Washington and California already banned octopus farming in 2024. With this vote, New York joins them, and becomes the first state in the East to do so, sending a signal that this fight isn't confined to one coast.
What the Bill Does
Sponsored by Senator Monica Martinez and Assembly Member Tony Simone, S.7421B/A.8043C is straightforward. Once signed, New York’s octopus farming ban will prohibit the aquaculture of any species of octopus for human consumption anywhere in New York State. It will carry civil penalties of up to $1,000 per day, per violation, enforced by the Department of Environmental Conservation.
Governor Hochul will have ten days to sign the bill once it’s delivered to her desk, and she has until the end of 2026 to act.

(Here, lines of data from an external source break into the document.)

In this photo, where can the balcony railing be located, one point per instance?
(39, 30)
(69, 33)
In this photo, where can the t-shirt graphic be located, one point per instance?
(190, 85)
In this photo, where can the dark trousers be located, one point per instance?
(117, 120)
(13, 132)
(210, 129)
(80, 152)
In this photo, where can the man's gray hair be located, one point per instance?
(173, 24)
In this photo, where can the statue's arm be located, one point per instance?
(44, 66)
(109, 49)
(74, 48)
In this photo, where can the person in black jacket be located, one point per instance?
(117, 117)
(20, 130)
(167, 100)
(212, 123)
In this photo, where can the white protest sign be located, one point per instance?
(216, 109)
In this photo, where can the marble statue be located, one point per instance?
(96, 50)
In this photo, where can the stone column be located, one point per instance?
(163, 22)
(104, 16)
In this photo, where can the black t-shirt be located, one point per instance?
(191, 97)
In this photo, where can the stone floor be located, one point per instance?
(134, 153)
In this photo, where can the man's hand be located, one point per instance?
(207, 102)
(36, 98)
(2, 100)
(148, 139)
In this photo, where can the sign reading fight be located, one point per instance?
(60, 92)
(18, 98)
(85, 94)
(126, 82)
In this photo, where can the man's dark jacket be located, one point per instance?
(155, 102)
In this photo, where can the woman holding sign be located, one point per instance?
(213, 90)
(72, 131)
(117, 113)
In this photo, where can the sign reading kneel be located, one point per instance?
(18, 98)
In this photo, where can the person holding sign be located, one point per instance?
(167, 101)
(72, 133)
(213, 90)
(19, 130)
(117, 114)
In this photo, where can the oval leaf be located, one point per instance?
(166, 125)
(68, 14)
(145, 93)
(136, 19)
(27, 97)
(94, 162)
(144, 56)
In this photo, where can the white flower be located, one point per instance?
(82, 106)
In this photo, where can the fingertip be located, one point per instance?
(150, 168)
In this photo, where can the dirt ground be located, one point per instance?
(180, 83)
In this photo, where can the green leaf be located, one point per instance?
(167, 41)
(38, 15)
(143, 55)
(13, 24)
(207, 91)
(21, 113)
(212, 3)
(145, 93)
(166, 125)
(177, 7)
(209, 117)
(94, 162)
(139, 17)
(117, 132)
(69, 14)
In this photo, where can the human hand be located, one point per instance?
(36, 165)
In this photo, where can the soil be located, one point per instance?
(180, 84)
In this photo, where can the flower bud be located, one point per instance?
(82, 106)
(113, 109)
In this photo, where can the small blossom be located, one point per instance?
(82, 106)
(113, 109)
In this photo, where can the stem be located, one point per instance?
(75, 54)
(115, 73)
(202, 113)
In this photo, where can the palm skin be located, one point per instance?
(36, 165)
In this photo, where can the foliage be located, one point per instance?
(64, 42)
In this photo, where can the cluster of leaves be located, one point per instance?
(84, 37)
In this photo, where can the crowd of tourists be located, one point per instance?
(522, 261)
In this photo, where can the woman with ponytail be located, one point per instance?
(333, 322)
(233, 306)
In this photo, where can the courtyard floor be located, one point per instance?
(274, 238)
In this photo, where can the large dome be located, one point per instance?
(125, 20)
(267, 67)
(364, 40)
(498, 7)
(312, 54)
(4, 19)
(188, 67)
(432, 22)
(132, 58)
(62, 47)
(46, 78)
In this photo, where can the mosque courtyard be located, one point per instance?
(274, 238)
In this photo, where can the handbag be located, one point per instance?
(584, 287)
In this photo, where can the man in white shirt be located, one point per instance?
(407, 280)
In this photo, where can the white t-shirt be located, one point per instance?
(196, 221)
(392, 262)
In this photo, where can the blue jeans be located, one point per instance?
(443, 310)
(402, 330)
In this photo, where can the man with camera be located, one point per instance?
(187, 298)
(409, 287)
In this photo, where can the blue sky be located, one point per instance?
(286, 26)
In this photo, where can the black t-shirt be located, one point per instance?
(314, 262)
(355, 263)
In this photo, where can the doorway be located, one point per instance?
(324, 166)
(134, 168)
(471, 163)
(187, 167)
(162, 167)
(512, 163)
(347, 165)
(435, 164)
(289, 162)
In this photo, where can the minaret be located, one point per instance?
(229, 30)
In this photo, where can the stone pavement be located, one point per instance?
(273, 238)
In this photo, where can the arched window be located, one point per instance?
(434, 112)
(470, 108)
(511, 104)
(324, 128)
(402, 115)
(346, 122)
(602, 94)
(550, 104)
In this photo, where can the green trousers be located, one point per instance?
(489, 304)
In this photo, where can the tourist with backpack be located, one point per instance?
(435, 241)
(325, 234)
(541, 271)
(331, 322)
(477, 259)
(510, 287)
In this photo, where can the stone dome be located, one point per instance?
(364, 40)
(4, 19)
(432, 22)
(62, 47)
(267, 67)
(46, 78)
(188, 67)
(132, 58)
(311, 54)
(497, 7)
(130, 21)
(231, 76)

A Coalition Win, Years in the Making
This victory is the result of a multi-year campaign led by Woodstock Farm Sanctuary and Voters For Animal Rights (VFAR), with World Animal Protection US proud to work alongside them as part of the coalition pushing this bill across the finish line. The legislation moved through committee and onto the floor on the strength of thousands of constituent calls, emails, and petition signatures from New Yorkers who didn't want to wait until an octopus farm showed up in their backyard to do something about it.
Woodstock Farm Sanctuary and Voters For Animal Rights tracked this campaign closely from the start, warning early on about what was at stake if New York didn’t act before an industry took root. The lesson running through that coverage, and through years of fighting an entrenched industry after the fact—as advocates have done in court over New York’s last two foie gras farms—is that prevention is far easier than a years-long legal battle against an industry with money, jobs, and lobbyists behind it. Octopus farming doesn’t have any of that in New York yet. Now, thanks to this vote, it never will.
As a recent op-ed by the bill’s prime sponsor, Assembly Member Tony Simone, put it, New York had a rare opportunity to stop a form of animal cruelty before it ever started, and lawmakers took it. For anyone who wants to see exactly what they voted on, the bill itself, S.7421B, is short, direct, and worth a read.
What Comes Next
The bill still needs to be delivered to and signed by Governor Hochul before it becomes law. World Animal Protection US will continue working with our coalition partners to keep the pressure on until her signature makes this ban official.
For now, this is a moment to recognize what’s possible when organizations and everyday advocates work together long before a crisis forces their hand. Octopuses in New York will never know what industrial farming would have meant for them, and if you want a reminder of exactly why that matters, these are animals worth getting to know. That’s the win.